NEW YORK – Concerns over the economic impact of the massive earthquake and tsunami in Japan, the world's third-largest economy, led to a broad sell-off in the stock market on Monday.
Nine out of the 10 sectors that make up the Standard and Poor's 500 index lost ground. Utilities companies fell 1.4 percent, the most of any group, as explosions at Japanese nuclear reactors in the wake of the disaster dimmed prospects for the nuclear energy industry.
The S&P index, the basis for most U.S. mutual funds, fell 7.89 points, or 0.6 percent, to 1,296.39.
The Dow Jones industrial average lost 51.24, or 0.4 percent, to 11,993.16. The Nasdaq composite dipped 14.64, or 0.5 percent, to 2,700.97.
"Everything is linked now," said David Katz, senior portfolio strategist at Weiser Capital Management. "There is no such thing as a catastrophe happening in any major country and it not affecting the global economy."

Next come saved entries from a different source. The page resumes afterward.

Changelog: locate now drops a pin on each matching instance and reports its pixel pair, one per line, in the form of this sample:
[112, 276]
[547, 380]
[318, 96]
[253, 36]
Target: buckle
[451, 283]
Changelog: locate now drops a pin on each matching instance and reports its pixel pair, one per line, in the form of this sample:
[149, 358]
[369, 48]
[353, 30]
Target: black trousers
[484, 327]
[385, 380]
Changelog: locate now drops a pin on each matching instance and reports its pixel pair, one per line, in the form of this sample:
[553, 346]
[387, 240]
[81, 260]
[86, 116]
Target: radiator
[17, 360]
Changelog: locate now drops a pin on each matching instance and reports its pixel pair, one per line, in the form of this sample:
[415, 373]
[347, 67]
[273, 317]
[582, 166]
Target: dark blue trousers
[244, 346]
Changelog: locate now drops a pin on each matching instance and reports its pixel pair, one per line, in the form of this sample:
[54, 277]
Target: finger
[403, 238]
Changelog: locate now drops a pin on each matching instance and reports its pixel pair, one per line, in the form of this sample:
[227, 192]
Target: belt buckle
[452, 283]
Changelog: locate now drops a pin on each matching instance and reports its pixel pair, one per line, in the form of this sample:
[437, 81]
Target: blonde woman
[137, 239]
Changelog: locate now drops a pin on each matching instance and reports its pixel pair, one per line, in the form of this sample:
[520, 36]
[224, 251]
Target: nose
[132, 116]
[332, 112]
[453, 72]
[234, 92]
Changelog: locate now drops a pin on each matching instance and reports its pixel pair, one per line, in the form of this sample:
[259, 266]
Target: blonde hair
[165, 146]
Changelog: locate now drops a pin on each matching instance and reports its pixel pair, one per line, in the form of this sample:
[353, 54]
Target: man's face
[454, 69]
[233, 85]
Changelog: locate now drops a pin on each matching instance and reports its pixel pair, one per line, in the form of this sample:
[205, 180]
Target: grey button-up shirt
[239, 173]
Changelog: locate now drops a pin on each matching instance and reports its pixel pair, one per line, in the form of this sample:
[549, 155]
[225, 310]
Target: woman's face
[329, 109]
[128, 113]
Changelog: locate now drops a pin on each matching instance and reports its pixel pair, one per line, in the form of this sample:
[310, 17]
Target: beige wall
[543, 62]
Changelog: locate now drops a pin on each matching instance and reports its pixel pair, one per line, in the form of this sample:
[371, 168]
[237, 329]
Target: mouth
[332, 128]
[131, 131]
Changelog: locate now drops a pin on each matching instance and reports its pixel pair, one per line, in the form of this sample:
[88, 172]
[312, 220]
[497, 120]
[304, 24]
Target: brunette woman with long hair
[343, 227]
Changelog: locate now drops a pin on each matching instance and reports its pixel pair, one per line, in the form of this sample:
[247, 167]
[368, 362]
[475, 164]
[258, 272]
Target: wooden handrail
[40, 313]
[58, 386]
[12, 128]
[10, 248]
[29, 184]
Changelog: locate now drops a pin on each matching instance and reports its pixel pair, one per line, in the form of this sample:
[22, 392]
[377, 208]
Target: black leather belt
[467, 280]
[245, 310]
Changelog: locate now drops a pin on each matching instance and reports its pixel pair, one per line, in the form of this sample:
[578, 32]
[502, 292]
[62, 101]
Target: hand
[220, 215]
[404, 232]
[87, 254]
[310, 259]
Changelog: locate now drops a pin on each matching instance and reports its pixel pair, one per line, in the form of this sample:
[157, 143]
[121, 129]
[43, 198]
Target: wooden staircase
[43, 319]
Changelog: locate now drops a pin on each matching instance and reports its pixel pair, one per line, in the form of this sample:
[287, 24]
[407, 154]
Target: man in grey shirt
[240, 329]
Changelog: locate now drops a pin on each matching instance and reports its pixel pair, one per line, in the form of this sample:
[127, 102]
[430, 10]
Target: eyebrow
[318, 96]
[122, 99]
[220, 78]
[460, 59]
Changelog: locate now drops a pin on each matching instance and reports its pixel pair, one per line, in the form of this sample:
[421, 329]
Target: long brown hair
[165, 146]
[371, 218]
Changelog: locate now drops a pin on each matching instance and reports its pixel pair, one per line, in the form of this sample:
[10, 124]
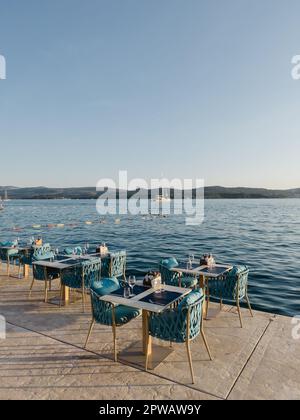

Japan's central bank pumped a record $184 billion into money market accounts to encourage bank lending. Financial analysts said the move could put pressure on Japan to raise interest rates, particularly since the country is saddled with massive debt that, at 200 percent of gross domestic product, is the biggest among developed nations.
"The fiscal position is deteriorating in Japan," said Channing Smith, managing director of equity strategies at Capital Advisors Inc. "If we get higher interest rates, that is a major threat to ... the global recovery."
Japan's benchmark Nikkei 225 index fell 633.94 points, or 6.2 percent, to close at 9,620.49 — its lowest level in four months. The decline wiped out this year's gains.
Shares of upscale retailers with large businesses in Japan also fell. Tiffany & Co. and Coach Inc. both dropped 5.3 percent. Caterpillar Inc. gained 2.1 percent on assumptions that it will benefit from the country's large-scale rebuilding efforts.
In the U.S., Warren Buffett's Berkshire Hathaway Inc. said it would purchase chemical company Lubrizol for $9 billion in cash. Berkshire will pay $135 per share, a 28 percent premium to Lubrizol's closing stock price Friday of $105.44. Berkshire's Class B shares fell 1.3 percent on the news, while Lubrizol rose 28 percent.
Cephalon Inc. closed down 1.6 percent after a federal court overturned two of the patents on its painkilling drug Fentora. That could allow competitors to start selling cheaper generic versions of the drug soon.
Bond prices rose, sending yields lower. The yield on the 10-year Treasury note fell to 3.36 percent from 3.41 percent late Friday. Oil prices added 3 cents to settle at $101.19 per barrel.
Two stocks fell for every one that rose on the New York Stock Exchange. Consolidated volume came to 4.1 billion shares.